Let the test case continue running, and watch it eventually grind to a halt. You can remove the toxic like this:

toxiproxy-cli toxic remove --toxicName to pg   

... but the app is now dead and won't recover from this state.

benweint commented 1 year ago

Same test case with v4 works fine, in the sense that when the toxic is removed, it recovers.

benweint commented 1 year ago

I'm actually able to get this to reproduce even more easily (without the need for Toxiproxy) by just running the test case about with the Go race detector turned on. Even without messing with the DB connection, it reliably hangs after a few seconds in this mode on my machine.

jackc commented 1 year ago

@benweint Can you try this using puddle v2.1.0? I think it resolves the issue.

benweint commented 1 year ago

Thanks @jackc - it looks like puddle 2.1.0 does indeed make this test case work!

We had actually tried out the fix in https://github.com/jackc/puddle/pull/24 in a production-like environment (mirrored production traffic) and saw some bad connection-related behavior with that change, but it's possible that that was misdiagnosed or caused by something else at the application layer.

We should be able to try again with puddle v2.1.0 in that same environment next week to confirm whether what we saw recurs or if it's resolved.

(cc @jorgerasillo, who will probably be the one to try this next week)

jon-whit commented 1 year ago

We're encountering this issue as well 👍

jorgerasillo commented 1 year ago

Hi @jackc, we've been running w/ puddle v2.1.0 for a little over 24hrs and have not seen this issue occur. We actually triggered a series of failovers and the application has been able to recover successfully.

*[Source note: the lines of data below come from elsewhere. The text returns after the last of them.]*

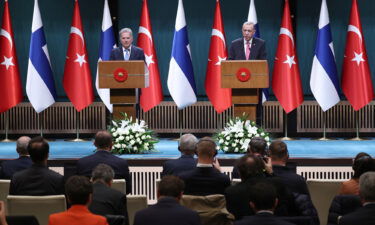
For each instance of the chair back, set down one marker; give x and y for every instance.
(4, 189)
(134, 204)
(120, 185)
(211, 208)
(39, 206)
(322, 193)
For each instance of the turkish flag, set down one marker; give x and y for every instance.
(356, 76)
(286, 81)
(10, 83)
(77, 76)
(221, 98)
(153, 94)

Thanks for the quick turn around!

jon-whit commented 1 year ago

@jackc any reason not to issue a new release with puddle v2.1.0?

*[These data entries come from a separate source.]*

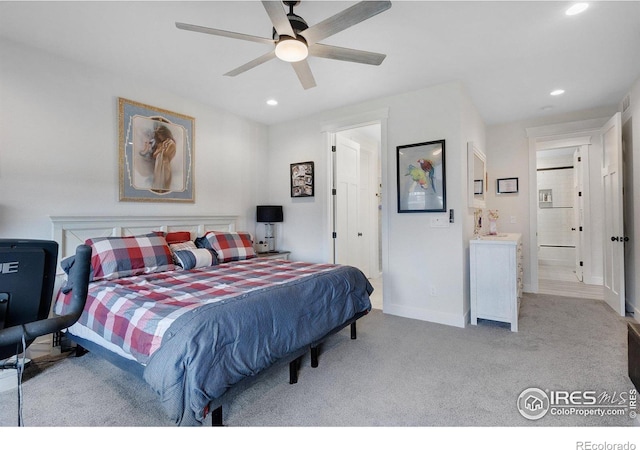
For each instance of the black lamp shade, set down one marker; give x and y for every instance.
(269, 214)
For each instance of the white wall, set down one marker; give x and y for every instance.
(59, 146)
(508, 156)
(418, 257)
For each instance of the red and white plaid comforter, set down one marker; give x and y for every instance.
(135, 312)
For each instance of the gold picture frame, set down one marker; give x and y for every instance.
(156, 154)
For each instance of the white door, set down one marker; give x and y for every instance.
(578, 208)
(348, 234)
(612, 180)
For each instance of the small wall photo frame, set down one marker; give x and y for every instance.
(507, 185)
(302, 179)
(478, 188)
(155, 154)
(421, 177)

jackc commented 1 year ago

any reason not to issue a new release with puddle v2.1.0?

puddle v2.1.0 requires Go 1.19 and pgx needs to support Go 1.18 until Go 1.20 is released.

hochhaus commented 1 year ago

any reason not to issue a new release with puddle v2.1.0?

puddle v2.1.0 requires Go 1.19 and pgx needs to support Go 1.18 until Go 1.20 is released.

Thanks for your work @jackc.

I understand the rationale but this is unfortunate. Should a clear note be added to the README for users of v5 pgxpool that either they need to use puddle v2.1.0 or stick to using v4 until go 1.20 is released?

jackc commented 1 year ago

I've reverted the change in puddle that requires Go 1.19 at the expense of adding a dependency to go.uber.org/atomic. I had hoped to avoid that, but given v2.1.0+ has an important fix it's worth allowing a dependency for now.

pgx v5.1.0 now depends on the puddle version with the fix.